Benchmarking Parameter Efficient Adaptation of Vision Language Models on Pathology
Abstract
Generalist vision–language models (VLMs) struggle on histopathology tasks due to domain gaps and scarce labels. Pathology VLMs (PFMs) also fall short despite costly pretraining. Parameter-efficient fine-tuning (PEFT) offers a scalable lightweight approach to quickly adapt large pretrained models to target histopathology tasks. We present the first benchmark of PEFT methods when applied to VLMs/PFMs for histopathology tasks.
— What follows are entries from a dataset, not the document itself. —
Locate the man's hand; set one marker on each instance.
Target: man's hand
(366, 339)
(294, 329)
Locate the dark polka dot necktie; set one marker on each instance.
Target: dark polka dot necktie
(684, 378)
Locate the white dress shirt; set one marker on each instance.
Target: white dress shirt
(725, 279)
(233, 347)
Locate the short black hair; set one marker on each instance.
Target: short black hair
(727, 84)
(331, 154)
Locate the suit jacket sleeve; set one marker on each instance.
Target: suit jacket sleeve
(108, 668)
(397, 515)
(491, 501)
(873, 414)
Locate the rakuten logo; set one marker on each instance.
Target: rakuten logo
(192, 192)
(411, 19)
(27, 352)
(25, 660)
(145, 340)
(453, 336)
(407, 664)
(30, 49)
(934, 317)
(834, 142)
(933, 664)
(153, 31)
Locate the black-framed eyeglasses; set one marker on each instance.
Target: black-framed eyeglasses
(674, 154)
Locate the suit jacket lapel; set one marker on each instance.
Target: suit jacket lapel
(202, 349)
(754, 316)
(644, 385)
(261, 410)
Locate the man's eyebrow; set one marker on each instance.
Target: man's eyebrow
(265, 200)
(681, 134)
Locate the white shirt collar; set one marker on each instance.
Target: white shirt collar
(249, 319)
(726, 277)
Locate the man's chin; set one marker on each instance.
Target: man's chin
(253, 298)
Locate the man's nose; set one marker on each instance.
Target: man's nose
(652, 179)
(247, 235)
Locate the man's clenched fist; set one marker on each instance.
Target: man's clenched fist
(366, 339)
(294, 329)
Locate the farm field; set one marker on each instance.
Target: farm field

We categorize existing PEFT methods based on adaptation modality, strategy and locus. We curate a novel neuropathology dataset for detecting neurofibrillary tangles (NFTs), a hallmark of Alzheimer's Disease, capturing annotator variability to evaluate reliability and alignment. Experiments across prostate cancer, colorectal cancer, and neuropathology tasks show that with full data, PEFT-adapted generalist VLMs rival adapted PFMs, but fall short in few shot settings due to label scarcity, terminology mismatch, and modality-specific biases. Visualization further reveals that models such as CONCH+MMRL focus on NFT within annotated boxes, improving interpretability in single-NFT cases, but their performance diminishes in complex multi-NFT scenarios. Together, our benchmark and dataset highlight PEFT as a scalable strategy, but also indicate the need for richer interpretability metrics and improved multimodal reasoning to handle complex cases.